I was only working part-time when
we separated. I know now that God
provides for us in ways we don’t always recognize, and this was one of those
times. Very shortly after we separated,
my employer extended an offer to me for full-time employment and I eagerly
accepted.
My parents raised me to spend
responsibly, to save, and to be fiscally responsible. I thank God for this on a regular basis. At the time I was 16 and working my first
job, my Dad required me to tithe 10% of my income to our church, save about 40%
of my earnings in a savings account, and I could spend the rest. Of course, this was irritating. I had name brand jeans to buy, movies to see,
and a gas tank to fill! But they
instilled in me financial discipline and responsibility.
In my thirties, when I became a
single mother of two, I relied heavily on this foundation. I became an expert budget creator and
implementer. Even if it meant a regular
rotation of grilled cheese, hot dogs, and mac and cheese, we were living within
our means. Mommy wasn’t spending much on
herself in the way of new clothes, purses, shoes, pedicures, etc. Mommy was supporting two children and trying
to hold onto the house they’d known all or most of their lives as “home.”
A significant recession hit
during my thirties, and my salary was reduced.
Again, I turned to my budgeting skills to figure out how to make ends
meet. Things that once seemed mandatory
or needed were reclassified as luxurious and merely wanted. This included the
Sunday paper, cable TV, name brand products, and the retirement of my
much-loved but impractical Mustang.
There were many acts of financial
kindness during the rougher times though.
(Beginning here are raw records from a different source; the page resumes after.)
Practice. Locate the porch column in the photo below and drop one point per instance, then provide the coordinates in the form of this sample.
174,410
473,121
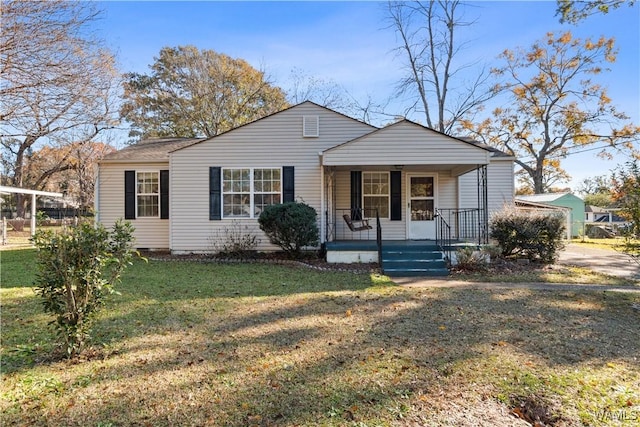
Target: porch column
483,206
33,215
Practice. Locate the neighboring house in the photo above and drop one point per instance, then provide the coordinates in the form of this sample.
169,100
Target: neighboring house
567,200
182,194
564,212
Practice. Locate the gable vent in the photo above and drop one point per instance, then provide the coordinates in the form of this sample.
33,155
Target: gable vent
310,126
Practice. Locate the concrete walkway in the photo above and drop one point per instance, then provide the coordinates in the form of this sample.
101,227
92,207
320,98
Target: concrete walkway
607,261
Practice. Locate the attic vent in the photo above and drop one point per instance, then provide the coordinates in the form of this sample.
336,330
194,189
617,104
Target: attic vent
310,126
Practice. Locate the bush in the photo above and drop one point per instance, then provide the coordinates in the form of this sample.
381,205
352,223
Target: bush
532,235
235,241
77,268
291,226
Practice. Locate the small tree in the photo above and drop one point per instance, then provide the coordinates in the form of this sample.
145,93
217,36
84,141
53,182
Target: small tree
533,235
291,226
77,268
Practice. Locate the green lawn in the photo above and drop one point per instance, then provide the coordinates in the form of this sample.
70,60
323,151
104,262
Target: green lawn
188,343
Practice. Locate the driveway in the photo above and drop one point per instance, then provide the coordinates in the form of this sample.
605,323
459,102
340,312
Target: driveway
606,261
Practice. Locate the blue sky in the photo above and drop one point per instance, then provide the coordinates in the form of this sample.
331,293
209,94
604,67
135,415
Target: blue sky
350,43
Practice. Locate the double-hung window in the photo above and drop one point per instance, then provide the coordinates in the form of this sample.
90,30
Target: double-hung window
375,193
247,191
147,194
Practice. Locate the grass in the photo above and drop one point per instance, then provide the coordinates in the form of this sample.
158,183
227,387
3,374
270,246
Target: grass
190,343
545,274
616,243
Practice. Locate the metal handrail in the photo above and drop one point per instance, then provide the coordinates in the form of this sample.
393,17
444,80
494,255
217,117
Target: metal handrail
443,236
379,241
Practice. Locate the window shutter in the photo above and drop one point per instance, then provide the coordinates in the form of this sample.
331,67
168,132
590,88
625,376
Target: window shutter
164,194
288,184
310,126
129,194
396,196
215,194
356,195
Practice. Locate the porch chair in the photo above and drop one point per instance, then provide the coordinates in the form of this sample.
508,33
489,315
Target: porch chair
363,224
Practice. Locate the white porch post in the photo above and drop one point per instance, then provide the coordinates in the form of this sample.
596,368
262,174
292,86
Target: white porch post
323,207
33,215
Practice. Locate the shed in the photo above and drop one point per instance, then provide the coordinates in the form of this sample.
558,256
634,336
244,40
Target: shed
567,200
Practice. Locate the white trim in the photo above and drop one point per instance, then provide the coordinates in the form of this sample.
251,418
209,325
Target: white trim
388,195
311,126
251,193
408,177
157,172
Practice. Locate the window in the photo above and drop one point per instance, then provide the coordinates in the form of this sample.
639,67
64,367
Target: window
375,193
147,194
246,192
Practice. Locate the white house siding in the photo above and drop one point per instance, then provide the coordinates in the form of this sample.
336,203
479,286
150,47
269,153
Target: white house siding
406,143
150,233
500,186
272,142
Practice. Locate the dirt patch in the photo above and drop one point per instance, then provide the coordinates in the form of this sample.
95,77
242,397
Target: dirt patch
311,261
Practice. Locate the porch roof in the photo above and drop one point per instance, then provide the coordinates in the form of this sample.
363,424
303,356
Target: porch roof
407,143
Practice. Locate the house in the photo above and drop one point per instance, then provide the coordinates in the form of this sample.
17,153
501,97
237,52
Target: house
567,200
413,184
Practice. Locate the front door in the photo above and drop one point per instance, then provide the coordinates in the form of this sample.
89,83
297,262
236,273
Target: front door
422,201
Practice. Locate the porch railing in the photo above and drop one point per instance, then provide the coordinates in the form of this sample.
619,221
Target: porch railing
468,224
443,236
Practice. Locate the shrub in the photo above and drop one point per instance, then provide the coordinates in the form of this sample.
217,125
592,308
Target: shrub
236,241
291,226
77,268
532,235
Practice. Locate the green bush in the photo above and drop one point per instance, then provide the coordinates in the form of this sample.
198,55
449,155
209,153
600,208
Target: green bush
291,226
235,241
77,268
532,235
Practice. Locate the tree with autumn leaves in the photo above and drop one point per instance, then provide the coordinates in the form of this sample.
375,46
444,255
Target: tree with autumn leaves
626,193
553,106
197,93
59,87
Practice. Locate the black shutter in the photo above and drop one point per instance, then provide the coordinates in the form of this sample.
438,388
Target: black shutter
164,194
288,184
396,196
129,194
215,194
356,195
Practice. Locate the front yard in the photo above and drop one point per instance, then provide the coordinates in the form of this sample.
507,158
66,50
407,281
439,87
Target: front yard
193,343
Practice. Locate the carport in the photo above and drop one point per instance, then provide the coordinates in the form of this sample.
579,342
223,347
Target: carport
33,193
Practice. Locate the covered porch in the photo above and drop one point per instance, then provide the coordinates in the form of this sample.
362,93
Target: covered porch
399,219
403,183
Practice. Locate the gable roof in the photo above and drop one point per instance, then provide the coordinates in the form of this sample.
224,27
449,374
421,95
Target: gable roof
292,107
153,149
408,143
547,197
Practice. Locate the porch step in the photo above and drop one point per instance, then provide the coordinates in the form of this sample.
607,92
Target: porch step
413,260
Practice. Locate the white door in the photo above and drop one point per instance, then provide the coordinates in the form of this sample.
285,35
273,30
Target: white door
422,201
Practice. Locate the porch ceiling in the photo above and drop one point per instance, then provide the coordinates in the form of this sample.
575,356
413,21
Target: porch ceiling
454,169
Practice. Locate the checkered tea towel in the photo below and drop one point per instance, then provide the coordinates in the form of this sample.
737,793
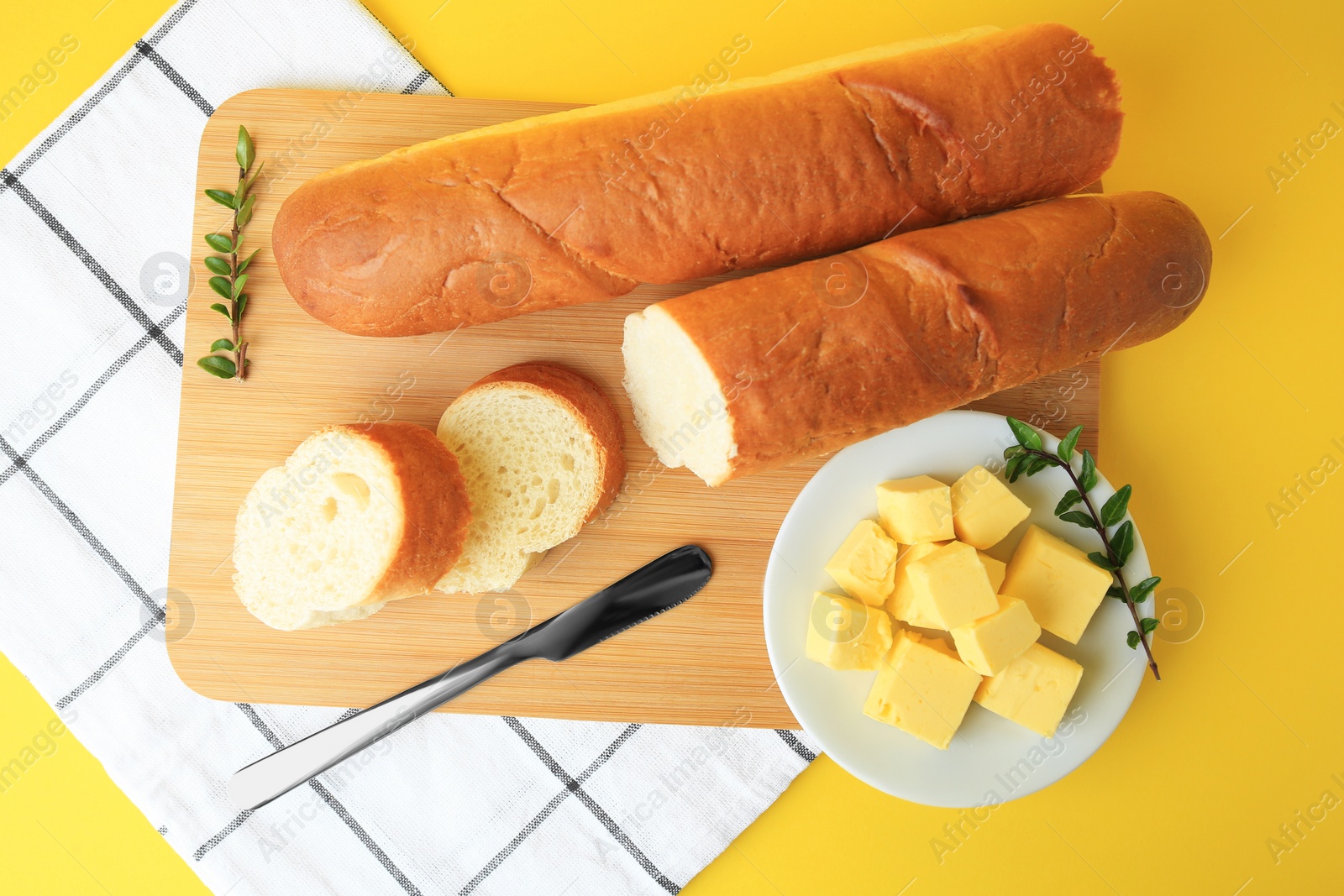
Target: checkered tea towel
94,231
My parents would often help out in large and small ways, whether it be
taking the kids for a haircut and refusing to be reimbursed, or picking up a
“pre-Christmas” new coat the kids needed, or inviting us over to dinner. I had friends that would babysit for free
when I had an appointment. I once
received an anonymous $100 Kroger gift card with a note saying the sender
admired the grace with which I handled the difficulties n life. God continued to look out for me, and I
continued to do my part in being responsible and strategic with whatever
resources I had.
But the biggest transformation
occurred in my late thirties when I finally decided to truly tithe to my
church. I had always given offerings,
but honestly it was only amounts that were comfortable for me and did not put
me in any hardship. I felt good about
those chincy offerings. But my pastor
helped me to see that tithing is commanded of us, and is actually a joyful, God-honoring
behavior that tremendously helps in building faith and trust in God. Since I began tithing 14 months ago, my life
has changed. Money has literally shown
up when it was most needed, and in the most unexpected ways. It has changed my life and I will never go
back to dropping a twenty here and there in the offering plate. It's something I want and need to do, and it makes me happy. Is it possible I'm finally growing up?